Extract Structured Data from Invoice Images

Scenario

Your agent needs to process user-uploaded invoice images (PDF scans or phone photos) and automatically extract:

Vendor name
Invoice number
Invoice date
Subtotal, tax amount, total
Payment due date (if present)

Output structured JSON for downstream systems (ERP, accounting software).

Recommended Models

Model	When to use
GPT-4o	Best overall; strong on diverse invoice formats
Claude 3.5 Sonnet	Most consistent structured output; lowest JSON error rate
Gemini 1.5 Pro	Best value for multi-page or long documents

For non-English invoices, prefer GPT-4o or Claude. For English invoices, all three perform similarly.

Prompt Template

You are an invoice data extraction expert. Extract the following fields from the image and return ONLY valid JSON — no explanation, no markdown.

Required fields:
- vendor_name: seller/vendor name
- invoice_number: invoice ID or number
- invoice_date: date issued (YYYY-MM-DD)
- subtotal: pre-tax amount (number, no currency symbol)
- tax_amount: tax amount (number, no currency symbol)
- total_amount: total including tax (number, no currency symbol)
- currency: currency code (e.g. USD, EUR, CNY)
- due_date: payment due date (YYYY-MM-DD, or null if not present)

Return null for any field not found in the image.

Code

import base64
import json
from pathlib import Path
from openai import OpenAI

client = OpenAI()

PROMPT = """You are an invoice data extraction expert. Extract the following fields from the image and return ONLY valid JSON — no explanation, no markdown.

Required fields:
- vendor_name: seller/vendor name
- invoice_number: invoice ID or number
- invoice_date: date issued (YYYY-MM-DD)
- subtotal: pre-tax amount (number, no currency symbol)
- tax_amount: tax amount (number, no currency symbol)
- total_amount: total including tax (number, no currency symbol)
- currency: currency code (e.g. USD, EUR, CNY)
- due_date: payment due date (YYYY-MM-DD, or null if not present)

Return null for any field not found in the image."""

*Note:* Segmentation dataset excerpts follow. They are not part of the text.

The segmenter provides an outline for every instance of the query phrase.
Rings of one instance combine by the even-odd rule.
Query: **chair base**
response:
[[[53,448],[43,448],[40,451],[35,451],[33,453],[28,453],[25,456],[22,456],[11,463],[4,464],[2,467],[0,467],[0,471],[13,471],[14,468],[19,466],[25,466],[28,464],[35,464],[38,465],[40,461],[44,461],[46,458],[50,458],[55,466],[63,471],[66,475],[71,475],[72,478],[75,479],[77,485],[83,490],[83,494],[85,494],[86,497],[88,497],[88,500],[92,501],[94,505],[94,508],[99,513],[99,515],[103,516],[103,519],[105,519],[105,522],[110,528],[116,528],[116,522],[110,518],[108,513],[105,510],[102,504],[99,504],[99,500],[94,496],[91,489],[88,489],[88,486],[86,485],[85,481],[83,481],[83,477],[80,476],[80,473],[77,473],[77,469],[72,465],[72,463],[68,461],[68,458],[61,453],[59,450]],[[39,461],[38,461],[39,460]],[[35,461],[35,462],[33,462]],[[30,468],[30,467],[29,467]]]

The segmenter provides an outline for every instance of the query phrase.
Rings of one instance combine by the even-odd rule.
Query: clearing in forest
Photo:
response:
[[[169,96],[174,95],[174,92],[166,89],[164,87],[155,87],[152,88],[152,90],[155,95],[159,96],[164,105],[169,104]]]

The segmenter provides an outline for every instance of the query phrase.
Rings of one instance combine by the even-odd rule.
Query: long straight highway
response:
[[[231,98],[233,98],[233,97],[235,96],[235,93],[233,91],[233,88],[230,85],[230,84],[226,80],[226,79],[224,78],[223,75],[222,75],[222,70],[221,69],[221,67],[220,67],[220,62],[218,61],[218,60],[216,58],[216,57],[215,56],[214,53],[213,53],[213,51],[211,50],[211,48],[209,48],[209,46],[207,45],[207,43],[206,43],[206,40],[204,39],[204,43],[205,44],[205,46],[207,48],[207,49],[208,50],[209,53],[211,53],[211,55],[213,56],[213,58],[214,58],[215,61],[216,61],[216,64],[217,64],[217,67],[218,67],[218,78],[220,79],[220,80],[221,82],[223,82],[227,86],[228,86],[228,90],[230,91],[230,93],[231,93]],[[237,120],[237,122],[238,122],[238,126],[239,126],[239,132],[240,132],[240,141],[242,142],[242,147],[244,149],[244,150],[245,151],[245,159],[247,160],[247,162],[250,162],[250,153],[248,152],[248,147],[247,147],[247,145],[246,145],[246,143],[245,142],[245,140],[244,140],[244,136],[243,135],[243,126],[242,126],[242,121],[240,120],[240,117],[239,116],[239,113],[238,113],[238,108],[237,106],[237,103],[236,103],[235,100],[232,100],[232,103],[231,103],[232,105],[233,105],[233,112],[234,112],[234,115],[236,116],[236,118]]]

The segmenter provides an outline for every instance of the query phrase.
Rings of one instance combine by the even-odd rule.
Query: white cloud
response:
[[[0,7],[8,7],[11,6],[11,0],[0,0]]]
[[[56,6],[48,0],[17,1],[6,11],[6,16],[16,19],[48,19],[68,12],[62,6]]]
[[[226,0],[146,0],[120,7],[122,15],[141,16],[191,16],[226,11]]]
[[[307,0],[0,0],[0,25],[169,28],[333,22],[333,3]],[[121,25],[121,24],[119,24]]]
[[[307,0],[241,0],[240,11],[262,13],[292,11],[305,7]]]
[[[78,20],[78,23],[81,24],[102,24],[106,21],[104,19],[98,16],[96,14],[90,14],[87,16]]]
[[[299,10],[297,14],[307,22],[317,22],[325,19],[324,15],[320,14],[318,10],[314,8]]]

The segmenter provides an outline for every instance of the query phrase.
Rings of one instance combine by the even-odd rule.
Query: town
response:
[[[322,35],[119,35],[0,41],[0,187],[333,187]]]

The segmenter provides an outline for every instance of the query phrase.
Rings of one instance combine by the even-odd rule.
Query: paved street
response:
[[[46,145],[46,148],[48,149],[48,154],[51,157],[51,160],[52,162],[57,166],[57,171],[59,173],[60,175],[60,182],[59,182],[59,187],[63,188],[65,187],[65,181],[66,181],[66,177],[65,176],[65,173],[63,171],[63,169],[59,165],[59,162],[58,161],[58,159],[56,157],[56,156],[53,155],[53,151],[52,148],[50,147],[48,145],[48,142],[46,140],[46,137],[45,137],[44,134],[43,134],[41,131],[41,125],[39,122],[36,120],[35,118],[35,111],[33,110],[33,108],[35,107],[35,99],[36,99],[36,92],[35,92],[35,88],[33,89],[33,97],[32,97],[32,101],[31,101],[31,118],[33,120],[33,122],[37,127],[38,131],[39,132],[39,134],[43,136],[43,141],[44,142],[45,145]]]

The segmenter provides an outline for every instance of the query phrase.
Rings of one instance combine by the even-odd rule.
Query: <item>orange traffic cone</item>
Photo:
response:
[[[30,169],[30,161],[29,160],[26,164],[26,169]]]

def extract_invoice(image_path: str) -> dict:
    image_data = base64.b64encode(Path(image_path).read_bytes()).decode()
    suffix = Path(image_path).suffix.lower().lstrip(".")
    mime_type = {"jpg": "image/jpeg", "jpeg": "image/jpeg", "png": "image/png"}.get(suffix, "image/jpeg")

    response = client.chat.completions.create(
        model="gpt-4o",
        response_format={"type": "json_object"},
        messages=[
            {"role": "system", "content": "You are an invoice extraction assistant. Output JSON only."},
            {
                "role": "user",
                "content": [
                    {"type": "image_url", "image_url": {"url": f"data:{mime_type};base64,{image_data}"}},
                    {"type": "text", "text": PROMPT},
                ],
            },
        ],
        max_tokens=512,
    )

    return json.loads(response.choices[0].message.content)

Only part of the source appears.